The Air Force could get into the maintenance and repair business of both small civil aircraft and military aircraft, with this clause built into new contracts as well. It could also lease out some of its less sensitive airfields for private airline operations, an industry that is rapidly gaining traction in the Covid era, as businessmen opt for this safer option. The versatile Force could also get involved in the technology intense logistics business (think Amazon) using those aircraft that are already flying almost constantly, to provide logistical support to certain vital industries.
The Navy has a ‘ready to use’ option, with its shipyards in Visakhapatnam, Karwar, Mumbai and Kochi capable of utilising idle capacity to repair or otherwise service foreign ships belonging to oil drilling companies out of Mumbai, or neighbours, or even commercial shipping, essentially taking the load off the Port Trust of India to deliver faster and more efficient turnaround time.
Defence innovation
Another moneymaker that could bring billions of rupees to the Service concerned is defence innovation. In the 1980s, a naval officer once suggested key innovation in the field of wireless communication technology, only to be laughed out of the Service. That technology (MIMO or ‘multiple input, multiple output’) went on to make billions outside India, with the former officer, Arogyaswami J. Paulraj, now in Stanford University. India belatedly offered him a Padma Bhushan, for an innovation that could have been marketed in India.
India has since signed on to expedite defence innovation with the US, but it is doubtful if anyone knows much about this initiative within the Services or the ‘how to’ of it. Much also depends on whether we can shed a Brahminical dislike of recognising talent when we see it.
Bureaucracy, for better or worse
There’s more, but before bureaucrats throw up their hands in horror, there is a catch to all this. The horror arises justifiably from the fear that India could go the Pakistan or China way, where the Services were more interested in their military businesses rather than national security. None of the above is to even remotely suggest that the Indian Army go the Pakistani way in creating malls and operating civil airlines, or the earlier Chinese practises, which created a culture of toxic and all-pervasive corruption.
Instead, each proposal has to be vetted to prove that the project will add significantly to modernising and adding tech capability to the Service concerned.
India also has something that is quite unique – and in some ways, unfortunate – which is a large defence bureaucracy who’s probing and questioning largely prevents corruption. Conversely, this model of monetising capability to build efficiency will only work if the multiple bureaucratic tiers are minimised and simple legislative measures brought in to override a spiders web of British-era laws.
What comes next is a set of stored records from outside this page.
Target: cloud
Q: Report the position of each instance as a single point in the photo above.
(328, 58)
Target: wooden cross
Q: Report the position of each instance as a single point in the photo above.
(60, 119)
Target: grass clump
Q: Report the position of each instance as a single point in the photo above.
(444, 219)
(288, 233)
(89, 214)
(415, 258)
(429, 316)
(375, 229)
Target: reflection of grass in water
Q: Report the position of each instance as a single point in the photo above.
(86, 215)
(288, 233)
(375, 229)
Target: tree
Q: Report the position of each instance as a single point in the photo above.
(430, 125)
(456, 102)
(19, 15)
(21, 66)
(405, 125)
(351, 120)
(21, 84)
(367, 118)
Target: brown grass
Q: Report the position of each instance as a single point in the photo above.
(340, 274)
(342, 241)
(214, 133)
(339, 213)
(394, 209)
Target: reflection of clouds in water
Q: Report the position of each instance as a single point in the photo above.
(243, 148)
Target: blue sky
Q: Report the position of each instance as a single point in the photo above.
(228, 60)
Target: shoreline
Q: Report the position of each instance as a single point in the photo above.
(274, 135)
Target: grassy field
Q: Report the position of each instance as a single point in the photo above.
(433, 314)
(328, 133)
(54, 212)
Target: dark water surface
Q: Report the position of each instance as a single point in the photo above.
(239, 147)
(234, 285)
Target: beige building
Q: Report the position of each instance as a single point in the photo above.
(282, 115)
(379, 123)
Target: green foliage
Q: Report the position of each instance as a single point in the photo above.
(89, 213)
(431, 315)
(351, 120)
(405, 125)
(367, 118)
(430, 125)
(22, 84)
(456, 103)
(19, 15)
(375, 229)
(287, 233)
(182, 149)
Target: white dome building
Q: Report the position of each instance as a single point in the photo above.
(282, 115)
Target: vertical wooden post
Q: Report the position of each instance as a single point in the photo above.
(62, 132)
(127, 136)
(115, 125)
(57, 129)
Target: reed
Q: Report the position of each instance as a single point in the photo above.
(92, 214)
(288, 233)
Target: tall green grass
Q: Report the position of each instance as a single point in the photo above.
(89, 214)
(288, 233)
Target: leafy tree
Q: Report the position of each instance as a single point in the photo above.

The ‘Aid to Civil Power’, for instance, not only involves a multiplicity of laws but also state governments, the home ministry, the defence ministry, and in the current instance of Covid management, the National Disaster Management Authority. This bureaucratic maze is what prevents even private players from making a foray into defence, and the Narendra Modi government is best placed to apply a pair of secateurs to it. In sum, the defence experts calling for new strategies are right. Now to find the money and the expertise required for launching the defence of India.